Rapid prototyping photonics for ultrafast communications, satellites, sensors and bionics

International Partner: Chalmers University of Technology, Sweden

RMIT University’s state-of-the-art Micro-Nano Research Facility (MNRF) includes equipment allowing rapid in-house characterisation of devices to enable the complete loop of design, fabrication and characterisation to occur iteratively before systems level testing. Chalmers University brings substantial clean room infrastructure similar in scope and scale to the MNRF. The project will be supported by the Bionics Institute, Melbourne.

Other research partners: Bionics Institute

New technology to revolutionise photonic systems

  • Impact in high-speed data communications, navigation, and bionic implants
  • Combining the research partners technological specialisations in advanced photonic chips and lasers, resulting in faster and cheaper prototyping
  • Far-reaching industry applications with commercialisation opportunities

Learn more about the other researchers who have also been awarded a Study Melbourne Research Partnerships program grant in 2021.

Photonics is a multi-billion-dollar industry in Australia that underpins revolutionary technologies such fibre-optic internet, autonomous vehicles and next-generation bionic implants.

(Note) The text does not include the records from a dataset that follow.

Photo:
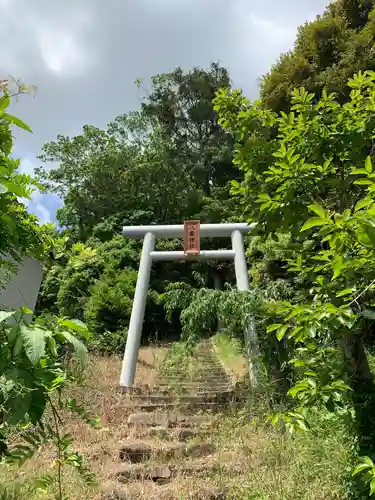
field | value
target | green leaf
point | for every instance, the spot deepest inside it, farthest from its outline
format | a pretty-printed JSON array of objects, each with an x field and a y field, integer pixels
[
  {"x": 281, "y": 333},
  {"x": 79, "y": 348},
  {"x": 16, "y": 189},
  {"x": 363, "y": 182},
  {"x": 16, "y": 121},
  {"x": 370, "y": 231},
  {"x": 4, "y": 102},
  {"x": 4, "y": 315},
  {"x": 52, "y": 346},
  {"x": 365, "y": 202},
  {"x": 274, "y": 327},
  {"x": 346, "y": 291},
  {"x": 367, "y": 313},
  {"x": 368, "y": 165},
  {"x": 313, "y": 222},
  {"x": 359, "y": 171},
  {"x": 34, "y": 343},
  {"x": 76, "y": 325},
  {"x": 318, "y": 210}
]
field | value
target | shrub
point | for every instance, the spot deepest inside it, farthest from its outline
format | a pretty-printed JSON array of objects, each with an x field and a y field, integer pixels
[{"x": 107, "y": 312}]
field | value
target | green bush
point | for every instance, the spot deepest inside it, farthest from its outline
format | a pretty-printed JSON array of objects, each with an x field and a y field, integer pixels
[
  {"x": 83, "y": 269},
  {"x": 107, "y": 311}
]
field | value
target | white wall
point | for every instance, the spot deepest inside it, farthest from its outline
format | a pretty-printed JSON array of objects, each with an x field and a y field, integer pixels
[{"x": 23, "y": 287}]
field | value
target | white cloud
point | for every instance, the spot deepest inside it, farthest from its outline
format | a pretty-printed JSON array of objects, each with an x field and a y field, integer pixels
[
  {"x": 36, "y": 203},
  {"x": 56, "y": 37},
  {"x": 61, "y": 52}
]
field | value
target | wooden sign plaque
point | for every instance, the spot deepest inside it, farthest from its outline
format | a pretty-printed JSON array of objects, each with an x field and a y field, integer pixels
[{"x": 192, "y": 237}]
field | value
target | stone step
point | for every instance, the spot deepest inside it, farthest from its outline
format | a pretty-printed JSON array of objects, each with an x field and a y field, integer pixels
[
  {"x": 140, "y": 452},
  {"x": 223, "y": 378},
  {"x": 176, "y": 399},
  {"x": 115, "y": 491},
  {"x": 151, "y": 407},
  {"x": 165, "y": 419},
  {"x": 166, "y": 472},
  {"x": 171, "y": 434}
]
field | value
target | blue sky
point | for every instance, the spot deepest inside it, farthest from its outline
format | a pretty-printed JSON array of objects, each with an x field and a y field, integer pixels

This project will create new technology that will enable entire photonic systems to be rapidly ‘printed’ as microchips or on biocompatible materials. These advances will enable faster and cheaper production of prototypes for industry and biomedical end-users and streamline mass manufacture.

Victorian partner RMIT University is a world leader in integrated photonic chips for high-speed communications, precision measurement and navigation systems. In mid 2020 they demonstrated the ‘world’s fastest internet from a single chip’ using optical frequency combs.

Swedish university Chalmers is recognised as a world leader in Vertical Cavity Surface Emitting Lasers (VCSELs) which are advanced optical light sources. These are extremely low cost and operate into the visible and ultraviolet wavelengths, which is particularly important for environmental and biomedical applications.

This project will interface Chalmers’ VCSELs with RMIT University’s photonic chips to create updated technologies. These will include a photonic chip transmitter for high-speed data communications, fibre-optic movement sensors for navigation, and flexible bionic implants for nerve stimulation in collaboration with the Bionics Institute. These advances will be revolutionary in each industry and have significant opportunities for commercialisation.